The first clear evidence of the nature of the problem was the puff of smoke that came out from under the distributer cap when it was removed. Closer inspection showed that the points were completely fried - not even little nubs left to work with. The spare points that Tom had brought along for the Schwimmerwagen were completely inappropriate, so the consensus was that the Wellcraft would have to be towed by the Schwendlemeyer Schwimmerwagen.
And so it went, and for another hour the Schwimmerwagen chugged along with the Wellcraft in tow, and after a bit, the danger factor diminished and we all were having fun again.
Until Tom saw the Coast Guard boat. And he knew right away that they would be worried about our welfare, so he jumped into action.
He shut down the Schwimmerwagen and shouted to Jason to move the tow rope from the bow (that's nautical for front) to the stern (that's back), and to tell the Coast Guard that the Wellcraft was doing the towing.

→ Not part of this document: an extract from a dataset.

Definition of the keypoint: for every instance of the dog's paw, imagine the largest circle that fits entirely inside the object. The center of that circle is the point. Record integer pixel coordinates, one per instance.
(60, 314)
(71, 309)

And moments later that's exactly what Jason got to tell the the Commander of the Coast Guard vessel. Tom stood up in the Schwimmerwagen and, railing at the Commander, claimed salvage rights on the ... whatever this thing was, and eventually a story got concocted that we had discovered the abandoned Schwimmerwagen floating in the lake, a hazard to navigation, and that we were claiming it as salvage, and we'd tow it to shore with the Wellcraft, and this was international waters anyway, and UFOs were real, and did the guys from the Navy ever invite the Coast Guard guys to any of those parties, and the two dancers on the Wellcraft started putting on a show for the crew of the Coast Guard boat and so on and so on until the Commander decided that whatever was going on was of no interest to him, so after searching the Wellcraft for proper life jackets and lack of alcohol and marijuana seeds, he steamed off to the east.
When the Coast Guard was completely out of sight, Tom fired up the Schwendlemeyer Schwimmerwagen again and within an hour we had the Wellcraft moored just off the beach from Mario's cottage. As it turns out, the problem with the Wellcraft was that Jason had not replaced the ignition coil when he removed the fuel injection. The coil for fuel injection evidently uses a tremendous amount of current to create the spark, far more current than the points could handle.
So remember, if you change from fuel injection to carburation, you MUST change the ignition coil, too.
Believe me, I'm just looking out for your own good.